Le 12 Juillet 2018, Par Jérôme Coirier
Comment le marché de la gestion d’actif adresse-t-il la visibilité nécessaire au client final ? Comment est organisé le gérant ? quels moyens se donne-t-il ?
Cette profession concentre ses efforts sur une offre produits, plutôt surabondante, beaucoup moins sur la connaissance client, encore moins sur sa marque. Pourtant le gérant doit répondre – et c’est de plus en plus évident sous la pression de la réglementation – sur son process, sa maîtrise des risques, bref qui il est. Le client n’achète pas qu’un produit il achète aussi une marque.
L’offre pléthorique conduit les clients actuels plutôt professionnels et/ou distributeurs à être de plus en plus exigeants et se protéger dans la sélection de l’offre et des produits proposés. Le produit ne suffit plus, il faut la taille, « la renommée » pour pouvoir passer les filtres et les barrages.

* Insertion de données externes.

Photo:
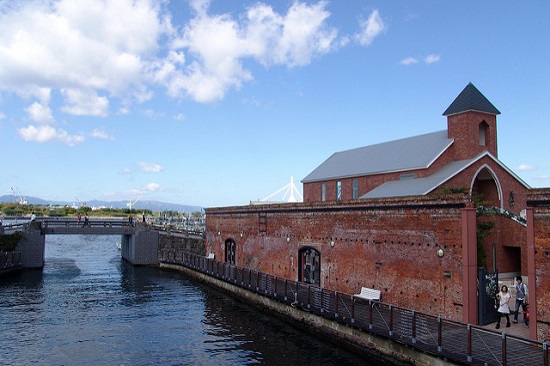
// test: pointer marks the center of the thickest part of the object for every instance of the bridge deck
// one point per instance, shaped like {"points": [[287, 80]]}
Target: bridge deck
{"points": [[93, 227]]}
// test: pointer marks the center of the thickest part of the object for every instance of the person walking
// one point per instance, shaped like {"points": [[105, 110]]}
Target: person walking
{"points": [[521, 297], [503, 299]]}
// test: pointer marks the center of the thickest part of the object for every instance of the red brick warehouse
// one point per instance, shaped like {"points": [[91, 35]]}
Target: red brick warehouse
{"points": [[396, 216]]}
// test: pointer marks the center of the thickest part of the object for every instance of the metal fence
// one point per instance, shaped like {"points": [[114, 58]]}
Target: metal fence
{"points": [[9, 260], [456, 341]]}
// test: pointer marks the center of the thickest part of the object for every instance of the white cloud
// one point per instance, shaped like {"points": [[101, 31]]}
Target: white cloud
{"points": [[40, 113], [430, 59], [370, 29], [92, 51], [151, 167], [152, 187], [179, 117], [85, 103], [100, 134], [216, 46], [85, 45], [525, 168], [409, 61], [47, 134]]}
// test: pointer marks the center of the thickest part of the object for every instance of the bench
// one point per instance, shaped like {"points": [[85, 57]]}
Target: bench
{"points": [[368, 294]]}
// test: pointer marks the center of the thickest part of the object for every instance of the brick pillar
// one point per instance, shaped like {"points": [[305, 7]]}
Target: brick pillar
{"points": [[531, 273], [469, 265]]}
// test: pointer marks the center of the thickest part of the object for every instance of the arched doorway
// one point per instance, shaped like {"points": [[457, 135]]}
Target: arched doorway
{"points": [[309, 262], [486, 189], [230, 251]]}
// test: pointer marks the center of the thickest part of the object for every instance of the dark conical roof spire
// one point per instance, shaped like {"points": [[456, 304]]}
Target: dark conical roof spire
{"points": [[470, 99]]}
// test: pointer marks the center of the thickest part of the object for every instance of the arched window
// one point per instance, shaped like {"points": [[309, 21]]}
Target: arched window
{"points": [[483, 130], [230, 249], [309, 261]]}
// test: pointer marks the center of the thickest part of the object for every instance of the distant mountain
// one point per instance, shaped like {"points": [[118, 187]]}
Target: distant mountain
{"points": [[154, 206]]}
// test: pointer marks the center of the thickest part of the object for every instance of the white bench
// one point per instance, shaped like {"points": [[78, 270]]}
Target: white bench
{"points": [[368, 294]]}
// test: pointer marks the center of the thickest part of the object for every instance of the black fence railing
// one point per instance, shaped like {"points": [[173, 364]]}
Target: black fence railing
{"points": [[456, 341]]}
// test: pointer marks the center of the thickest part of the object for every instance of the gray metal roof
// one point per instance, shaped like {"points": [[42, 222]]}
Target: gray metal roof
{"points": [[470, 99], [400, 155], [422, 186], [418, 186]]}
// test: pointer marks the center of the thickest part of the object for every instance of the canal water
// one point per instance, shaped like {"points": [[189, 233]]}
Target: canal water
{"points": [[88, 307]]}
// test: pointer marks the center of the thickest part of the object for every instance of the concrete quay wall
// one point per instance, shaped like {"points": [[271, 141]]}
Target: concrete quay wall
{"points": [[371, 345]]}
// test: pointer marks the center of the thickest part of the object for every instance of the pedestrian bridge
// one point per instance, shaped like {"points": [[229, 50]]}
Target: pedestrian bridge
{"points": [[139, 241], [92, 227]]}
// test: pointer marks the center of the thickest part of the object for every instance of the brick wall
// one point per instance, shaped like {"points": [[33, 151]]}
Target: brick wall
{"points": [[387, 244], [464, 128], [539, 266]]}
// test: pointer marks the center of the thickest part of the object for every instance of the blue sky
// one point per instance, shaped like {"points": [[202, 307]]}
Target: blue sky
{"points": [[218, 103]]}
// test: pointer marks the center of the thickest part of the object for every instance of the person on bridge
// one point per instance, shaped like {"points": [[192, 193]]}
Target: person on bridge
{"points": [[504, 298], [521, 297]]}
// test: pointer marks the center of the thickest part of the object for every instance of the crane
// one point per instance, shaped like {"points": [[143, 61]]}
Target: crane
{"points": [[130, 203]]}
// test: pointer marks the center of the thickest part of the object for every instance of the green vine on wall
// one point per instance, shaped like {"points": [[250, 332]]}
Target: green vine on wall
{"points": [[8, 242]]}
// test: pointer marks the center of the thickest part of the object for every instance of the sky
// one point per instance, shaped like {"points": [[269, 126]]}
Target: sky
{"points": [[217, 103]]}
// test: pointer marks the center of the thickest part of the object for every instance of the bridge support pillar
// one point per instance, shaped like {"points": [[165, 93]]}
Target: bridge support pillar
{"points": [[141, 248], [32, 247]]}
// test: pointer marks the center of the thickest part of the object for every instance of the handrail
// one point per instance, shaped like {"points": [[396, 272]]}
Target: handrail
{"points": [[457, 341]]}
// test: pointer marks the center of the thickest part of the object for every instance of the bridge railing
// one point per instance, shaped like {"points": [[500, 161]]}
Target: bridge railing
{"points": [[456, 341], [91, 222]]}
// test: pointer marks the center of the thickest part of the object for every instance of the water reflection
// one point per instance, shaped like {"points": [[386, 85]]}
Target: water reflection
{"points": [[89, 307]]}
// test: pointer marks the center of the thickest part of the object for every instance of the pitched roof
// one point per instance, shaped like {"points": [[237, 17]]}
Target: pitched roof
{"points": [[400, 155], [470, 99], [422, 186]]}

Coté client particulier, quand on mesure la connaissance financière on s’aperçoit rapidement que le niveau est faible. Les personnes ne connaissent pas trop le fonctionnement de l’entreprise, sa contribution. Tout ceci reste du domaine du mystère et entraîne trop souvent des comportements excessifs en bourse ou pire, comme très récemment sur les crypto-monnaies.
Les sociétés de gestion fonctionnent principalement dans un environnement intermédié par des banques, par des conseillers de gestion de patrimoine. Donc peu de personnes connaissent ou savent ce qu’est une société de gestion d’actifs. L’émergence de nouveaux acteurs, fintech qui s’attaquent à ce segment de marché en s’adressant directement au client final, vient bousculer la gestion d’actif.
Nous pensons que ce sera le sujet de demain pour les sociétés de gestion, au même titre qu’il l’est déjà dans de nombreux secteurs de la distribution face à des géants comme Amazon, bras armé du client « omnipotent ».
Ce marché B to B pour la société de gestion s’oriente donc vers du B to B to C au même titre que de nombreuses industries, embarquant avec lui une transparence de plus en plus forte sur son organisation et ses prix. S’il n’est pas encore trop d’actualité que le gestionnaire d’actif distribue directement en B to C, le client est de plus en plus au fait de la marque, sa notoriété qui fait de lui le prescripteur.
Nous ne croyons pas qu’à court terme le client final décidera les formats de la typologie des produits financiers, mais la tendance est lourde et nous pensons que la connaissance client est une absolue nécessité pour la survie de la société de gestion.
Nous ne pensons pas non plus que les fintechs peuvent attaquer spontanément et directement le marché des particuliers (cf. précédent article « fintech versus société de gestion »).
S’il s’agit de conduire une plus jeune génération vers une connaissance minimum pour pouvoir capter celle-ci, et lui proposer des produits financiers, cela ne se fera pas rapidement : Il faudra quelques années pour y parvenir. Les récentes fintech qui se sont lancées en B to C revoient leur modèle en B to B to C dans un premier temps.
Mais combien de temps ? Les marges dégringolent et les coups de fonctionnement s’additionnent.
Nous pensons que les sociétés de gestion principalement tournées vers la gestion privée doivent s’intéresser aux fintech par l’apport des technologies, les idées qu’elles drainent et parce qu’elles sont plus proches des besoins des jeunes générations. Cet échange doit être analysé comme un apport en industrie, il est bénéfique pour les acteurs existants qui doivent se préparer à une révolution dans le domaine.
Pour les autres sociétés de gestion tournées essentiellement autour du produit la tâche sera ardue. Si elles ne veulent pas subir un déséquilibre de marge comme dans le secteur alimentaire (cf producteur/distributeur), elles devront se battre sur l’intermédiation actuelle et la connaissance client. Elles devront inventer ou réinventer des services à valeur ajoutée pour maintenir un aspect différenciant et des marges suffisantes pour survivre.